Sudan 1957: Egypt 4–0 Ethiopia (Coach Mourad Fahmy)
United Arab Republic 1959: United Arab Republic 2–1 Sudan (Coach Pál Titkos)
Ethiopia 1962: Ethiopia 4–2 Egypt (Coach Ydnekatchew Tessema)
Ghana 1963: Ghana 3–0 Sudan (Coach Charles Kumi Gyamfi)
Tunisia 1965: Ghana 3–2 Tunisia (Coach Charles Kumi Gyamfi)
Ethiopia 1968: Congo DR 1–0 Ghana (Coach Ferenc Csanádi)
Sudan 1970: Sudan 3–2 Ghana (Coach Abdel Fattah Hamad Abu Zeid)
Cameroon 1972: Congo 3–2 Mali (Coach Adolphe Bibandzoulou)
Egypt 1974: Zaire 2–0 Zambia (after a replay. the First game ended 2-2) (Coach Blagoje Vidinic)
Ethiopia 1976: Morocco 1–1 Guinea (Coach Virgil Mărdărescu)
Ghana 1978: Ghana 2–0 Uganda (Coach Fred Osam Duodu)
Nigeria 1980: Nigeria 3–0 Algeria (Coach Otto Glória)
Libya 1982: Ghana 1–1 Libya (7–6) on penalties (Coach Charles Kumi Gyamfi)
Ivory Coast 1984: Cameroon 3 – 1 Nigeria (Coach Radivoje Ognjanović)
Egypt 1986: Egypt 0–0 Cameroon (5–4) on penalties (Coach Mike Smith)
Morocco 1988: Cameroon 1–0 Nigeria (Coach Claude Le Roy)
Algeria 1990: Algeria 1–0 Nigeria (Coach Abdelhamid Kermali)
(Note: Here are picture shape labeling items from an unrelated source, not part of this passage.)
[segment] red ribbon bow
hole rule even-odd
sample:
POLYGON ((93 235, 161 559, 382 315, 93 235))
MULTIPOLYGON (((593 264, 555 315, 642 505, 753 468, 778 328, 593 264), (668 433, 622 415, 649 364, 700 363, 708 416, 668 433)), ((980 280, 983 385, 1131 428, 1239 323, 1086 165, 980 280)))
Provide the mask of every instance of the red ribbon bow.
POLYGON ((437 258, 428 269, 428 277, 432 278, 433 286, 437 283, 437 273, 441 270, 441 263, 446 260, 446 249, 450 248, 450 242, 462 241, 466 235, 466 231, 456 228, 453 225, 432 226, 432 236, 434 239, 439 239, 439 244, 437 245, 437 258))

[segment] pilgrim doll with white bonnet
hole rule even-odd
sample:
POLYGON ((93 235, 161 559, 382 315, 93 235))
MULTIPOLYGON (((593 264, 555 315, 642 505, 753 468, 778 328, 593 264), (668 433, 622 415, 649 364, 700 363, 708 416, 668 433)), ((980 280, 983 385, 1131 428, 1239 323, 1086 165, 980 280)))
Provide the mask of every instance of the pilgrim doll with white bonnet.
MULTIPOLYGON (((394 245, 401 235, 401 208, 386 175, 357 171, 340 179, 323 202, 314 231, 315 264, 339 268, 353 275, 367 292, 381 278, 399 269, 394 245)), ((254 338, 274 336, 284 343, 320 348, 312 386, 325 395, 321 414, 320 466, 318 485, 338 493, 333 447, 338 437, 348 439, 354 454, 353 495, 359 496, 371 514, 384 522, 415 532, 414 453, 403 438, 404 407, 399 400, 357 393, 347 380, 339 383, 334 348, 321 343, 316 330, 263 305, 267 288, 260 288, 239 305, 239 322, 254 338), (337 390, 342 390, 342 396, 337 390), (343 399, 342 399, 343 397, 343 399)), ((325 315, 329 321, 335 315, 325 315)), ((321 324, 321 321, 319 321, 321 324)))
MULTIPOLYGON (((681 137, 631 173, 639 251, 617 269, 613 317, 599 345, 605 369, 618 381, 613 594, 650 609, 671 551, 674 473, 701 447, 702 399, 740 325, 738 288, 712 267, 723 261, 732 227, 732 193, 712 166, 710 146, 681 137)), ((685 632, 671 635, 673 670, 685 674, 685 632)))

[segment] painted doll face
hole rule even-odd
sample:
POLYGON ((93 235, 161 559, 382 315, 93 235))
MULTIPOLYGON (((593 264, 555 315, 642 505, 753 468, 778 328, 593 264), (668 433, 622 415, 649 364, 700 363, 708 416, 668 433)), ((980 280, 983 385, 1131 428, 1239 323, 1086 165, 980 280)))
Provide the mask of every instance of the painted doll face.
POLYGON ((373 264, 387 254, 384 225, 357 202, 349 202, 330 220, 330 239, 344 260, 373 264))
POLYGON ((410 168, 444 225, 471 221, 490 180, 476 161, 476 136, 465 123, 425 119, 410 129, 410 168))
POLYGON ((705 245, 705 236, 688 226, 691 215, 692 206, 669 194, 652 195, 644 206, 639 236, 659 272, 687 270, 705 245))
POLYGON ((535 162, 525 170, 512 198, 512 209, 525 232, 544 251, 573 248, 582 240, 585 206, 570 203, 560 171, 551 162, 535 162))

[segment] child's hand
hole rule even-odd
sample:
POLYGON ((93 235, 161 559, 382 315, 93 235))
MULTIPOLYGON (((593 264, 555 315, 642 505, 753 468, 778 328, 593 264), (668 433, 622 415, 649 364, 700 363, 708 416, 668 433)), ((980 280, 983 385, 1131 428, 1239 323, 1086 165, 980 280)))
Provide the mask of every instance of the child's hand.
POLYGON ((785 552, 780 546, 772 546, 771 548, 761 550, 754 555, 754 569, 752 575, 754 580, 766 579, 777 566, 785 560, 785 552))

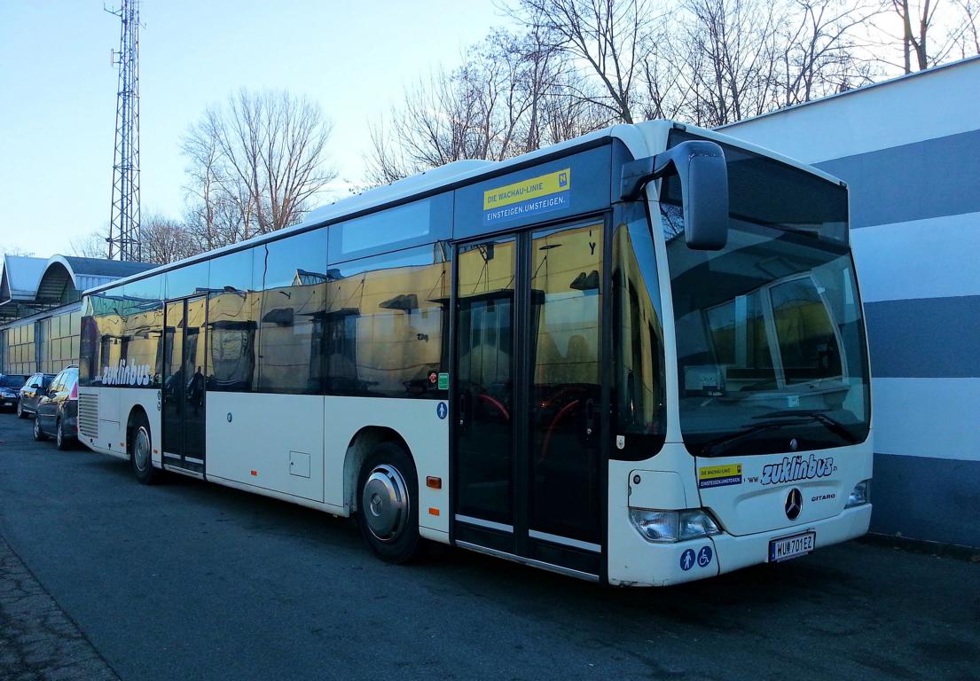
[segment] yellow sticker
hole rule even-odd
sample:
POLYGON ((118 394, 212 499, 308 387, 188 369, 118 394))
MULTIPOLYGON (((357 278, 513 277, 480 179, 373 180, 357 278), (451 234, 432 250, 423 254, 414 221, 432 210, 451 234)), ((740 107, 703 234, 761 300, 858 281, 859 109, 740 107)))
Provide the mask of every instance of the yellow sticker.
POLYGON ((566 168, 530 179, 508 184, 483 192, 483 210, 490 211, 542 196, 551 196, 571 189, 571 169, 566 168))
POLYGON ((742 484, 742 464, 722 463, 698 468, 698 488, 742 484))

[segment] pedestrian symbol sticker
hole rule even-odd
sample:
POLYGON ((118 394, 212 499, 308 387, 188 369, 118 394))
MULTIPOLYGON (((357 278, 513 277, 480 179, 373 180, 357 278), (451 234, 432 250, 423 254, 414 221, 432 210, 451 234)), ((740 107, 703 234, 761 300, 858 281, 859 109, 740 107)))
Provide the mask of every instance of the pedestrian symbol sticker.
POLYGON ((708 567, 710 564, 711 564, 711 547, 703 546, 698 552, 698 565, 708 567))

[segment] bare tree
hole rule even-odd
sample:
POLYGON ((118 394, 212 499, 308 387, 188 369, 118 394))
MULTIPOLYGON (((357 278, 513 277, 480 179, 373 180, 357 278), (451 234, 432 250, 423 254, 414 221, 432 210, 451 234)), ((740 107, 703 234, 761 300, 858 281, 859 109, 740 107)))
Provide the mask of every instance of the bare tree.
POLYGON ((512 16, 555 50, 587 65, 602 91, 578 92, 581 98, 633 122, 656 21, 649 0, 518 0, 512 16))
POLYGON ((884 9, 902 23, 902 68, 910 73, 922 71, 951 56, 980 54, 977 37, 976 0, 882 0, 884 9), (940 8, 943 11, 940 12, 940 8), (972 45, 970 44, 972 42, 972 45), (973 49, 970 49, 973 48, 973 49), (914 60, 912 59, 914 57, 914 60))
POLYGON ((79 258, 109 257, 109 227, 93 231, 69 242, 72 255, 79 258))
POLYGON ((301 219, 336 173, 318 105, 284 91, 241 90, 209 109, 181 143, 192 230, 208 248, 301 219))
POLYGON ((18 246, 16 244, 0 244, 0 257, 2 256, 32 256, 33 251, 28 251, 25 248, 18 246))
POLYGON ((144 216, 139 231, 144 263, 166 265, 205 250, 182 223, 160 214, 144 216))

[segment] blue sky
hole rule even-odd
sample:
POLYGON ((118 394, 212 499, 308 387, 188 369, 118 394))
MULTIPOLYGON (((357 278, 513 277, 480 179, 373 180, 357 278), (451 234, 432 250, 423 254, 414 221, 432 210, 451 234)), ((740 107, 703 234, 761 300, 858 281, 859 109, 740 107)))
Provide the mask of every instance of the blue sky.
MULTIPOLYGON (((144 0, 143 213, 179 217, 180 136, 240 87, 318 102, 341 178, 360 180, 368 122, 504 23, 492 0, 144 0)), ((119 34, 102 0, 0 0, 0 250, 68 253, 108 223, 119 34)))

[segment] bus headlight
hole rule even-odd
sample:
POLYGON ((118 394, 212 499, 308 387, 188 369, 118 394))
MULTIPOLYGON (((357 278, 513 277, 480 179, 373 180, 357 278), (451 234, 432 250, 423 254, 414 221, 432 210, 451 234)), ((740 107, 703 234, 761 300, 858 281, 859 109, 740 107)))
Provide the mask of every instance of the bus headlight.
POLYGON ((680 542, 718 534, 717 524, 702 509, 652 511, 630 509, 629 519, 648 542, 680 542))
POLYGON ((850 509, 856 506, 861 506, 862 504, 869 504, 871 502, 871 480, 861 480, 855 488, 851 491, 850 496, 848 496, 848 503, 845 509, 850 509))

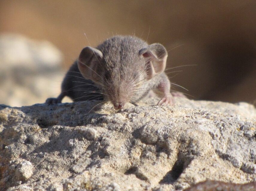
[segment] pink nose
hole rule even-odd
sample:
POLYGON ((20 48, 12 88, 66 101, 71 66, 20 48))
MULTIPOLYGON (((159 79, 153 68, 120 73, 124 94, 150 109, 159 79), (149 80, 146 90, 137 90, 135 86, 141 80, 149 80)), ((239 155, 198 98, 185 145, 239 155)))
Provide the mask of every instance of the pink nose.
POLYGON ((121 109, 123 108, 124 105, 122 103, 116 103, 114 105, 114 108, 115 109, 121 109))

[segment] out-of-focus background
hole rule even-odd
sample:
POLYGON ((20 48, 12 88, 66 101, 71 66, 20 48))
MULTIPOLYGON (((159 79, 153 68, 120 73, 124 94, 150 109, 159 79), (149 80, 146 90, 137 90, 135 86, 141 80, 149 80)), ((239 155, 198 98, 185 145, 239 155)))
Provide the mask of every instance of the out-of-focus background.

Senegal 1992: Côte d’Ivoire 0–0 Ghana (11–10) on penalties (Coach Yéo Martial)
Tunisia 1994: Nigeria 2–1 Zambia (Coach Clemens Westerhof)
South Africa 1996: South Africa 2–0 Tunisia (Coach Clive Barker)
Burkina Faso 1998: Egypt 2–0 South Africa (Coach Mahmoud El Gohary)
Ghana/Nigeria 2000: Cameroon 2–2 Nigeria (4–3) on penalties (Coach Pierre Lechantre)
Mali 2002: Cameroon 0–0 Senegal (3-2) on penalties (Coach Winfried Schäfer)
Tunisia 2004: Tunisia 2–1 Morocco (Coach Roger Lemerre)
Egypt 2006: Egypt 0–0 Ivory Coast (4–2) on penalties (Coach Hassan Shehata)
Ghana 2008: Egypt 1–0 Cameroon (Coach Hassan Shehata)
Angola 2010: Egypt 1–0 Ghana (Coach Hassan Shehata)
Gabon/Equatorial Guinea 2012: Zambia 0-0 Ivory Coast (8-7) on penalties (Coach Hervé Renard)
South Africa 2013: Nigeria 1-0 Burkina Faso (Coach Stephen Keshi)
Equatorial Guinea 2015: Ivory Coast 0-0 Ghana (9-8 on penalties) (Coach Hervé Renard)
Gabon 2017: Cameroon 2-1 Egypt (Coach Hugo Broos)
Egypt 2019: Algeria 1-0 Senegal (Coach Djamel Belmadi)
Cameroon 2021: Senegal 0-0 (4-2 pens) Egypt (Coach Aliou Cissé)
Those are all the Africa Cup Of Nations winners so far but I need to make some clarifications:
There was no official Africa Cup of Nations final match in 1959. It was decided instead by a final round-robin group contested by three teams (United Arab Republic, Sudan, and Ethiopia). United Arab Republic’s 2–1 victory over Sudan is the de facto final of the 1959 Africa Cup of Nations.
In 1976 as well, there was no official AFCON final match, instead, the winner was decided by a final round-robin group contested by four teams (Morocco, Guinea, Nigeria, and Egypt). Morocco’s 1–1 draw with Guinea made Morocco the winner thus often considered the de facto final of the 1976 AFCON. Likewise, Nigeria’s 3–2 victory over Egypt can be considered equal to a 3rd place match.
The United Arab Republic (UAR) you saw as the host and winner in 1959 is actually Egypt. It was a sovereign state in the Middle East from 1958 until 1971. It was initially a political union between Egypt (including the occupied Gaza Strip) and Syria from 1958 until Syria seceded from the union after the 1961 Syrian coup d’état. Egypt continued to be known officially as the United Arab Republic until 1971.